Borel's Conjecture in Topological Groups

TL;DR

This paper generalizes Borel's Conjecture to all infinite cardinals, explores its equivalences and consistency with large cardinal hypotheses, and connects it to Kurepa's Hypothesis in topological groups.

Contribution

It introduces a new family of conjectures ${\sf BC}_{\kappa}$ for all infinite cardinals, linking them to large cardinal axioms and Kurepa's Hypothesis, and establishes their consistency results.

Findings

${\sf BC}_{\aleph_0}$ is equivalent to classical Borel's conjecture.

Assuming Borel's conjecture, ${\sf BC}_{\aleph_1}$ relates to Kurepa trees.

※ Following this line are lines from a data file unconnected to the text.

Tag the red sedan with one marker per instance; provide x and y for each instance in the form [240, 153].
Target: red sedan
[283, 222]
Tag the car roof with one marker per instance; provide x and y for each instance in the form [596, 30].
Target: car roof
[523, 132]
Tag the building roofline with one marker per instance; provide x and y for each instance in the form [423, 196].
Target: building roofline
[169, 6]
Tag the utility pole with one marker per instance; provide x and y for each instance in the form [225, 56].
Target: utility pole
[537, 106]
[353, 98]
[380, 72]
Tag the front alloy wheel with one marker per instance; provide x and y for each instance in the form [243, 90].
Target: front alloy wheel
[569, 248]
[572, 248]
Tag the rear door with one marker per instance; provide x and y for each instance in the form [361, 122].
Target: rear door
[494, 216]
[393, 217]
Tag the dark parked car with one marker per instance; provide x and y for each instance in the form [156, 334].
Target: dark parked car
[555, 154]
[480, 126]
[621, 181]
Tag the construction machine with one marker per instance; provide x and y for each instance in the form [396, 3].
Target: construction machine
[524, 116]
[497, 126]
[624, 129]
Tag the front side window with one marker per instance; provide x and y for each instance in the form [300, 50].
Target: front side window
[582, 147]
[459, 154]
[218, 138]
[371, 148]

Various large cardinal assumptions imply the consistency of ${\sf BC}_{\kappa}$ for different cardinals.

Abstract

We introduce a natural generalization of Borel's Conjecture. For each infinite cardinal number $\kappa$, let {\sf BC}$_{\kappa}$ denote this generalization. Then ${\sf BC}_{\aleph_0}$ is equivalent to the classical Borel conjecture. Assuming the classical Borel conjecture, $\neg{\sf BC}_{\aleph_1}$ is equivalent to the existence of a Kurepa tree of height $\aleph_1$. Using the connection of ${\sf BC}_{\kappa}$ with a generalization of Kurepa's Hypothesis, we obtain the following consistency results: (1)If it is consistent that there is a 1-inaccessible cardinal then it is consistent that ${\sf BC}_{\aleph_1}$. (2)If it is consistent that ${\sf BC}_{\aleph_1}$ holds, then it is consistent that there is an inaccessible cardinal. (3)If it is consistent that there is a 1-inaccessible cardinal with $\omega$ inaccessible cardinals above it, then $\neg{\sf BC}_{\aleph_{\omega}} \, +\, (\forall n<\omega){\sf BC}_{\aleph_n}$ is consistent. (4)If it is consistent that there is a 2-huge cardinal, then it is consistent that ${\sf BC}_{\aleph_{\omega}}$. (5)If it is consistent that there is a 3-huge cardinal, then it is consistent that ${\sf BC}_{\kappa}$ holds for a proper class of cardinals $\kappa$ of countable cofinality.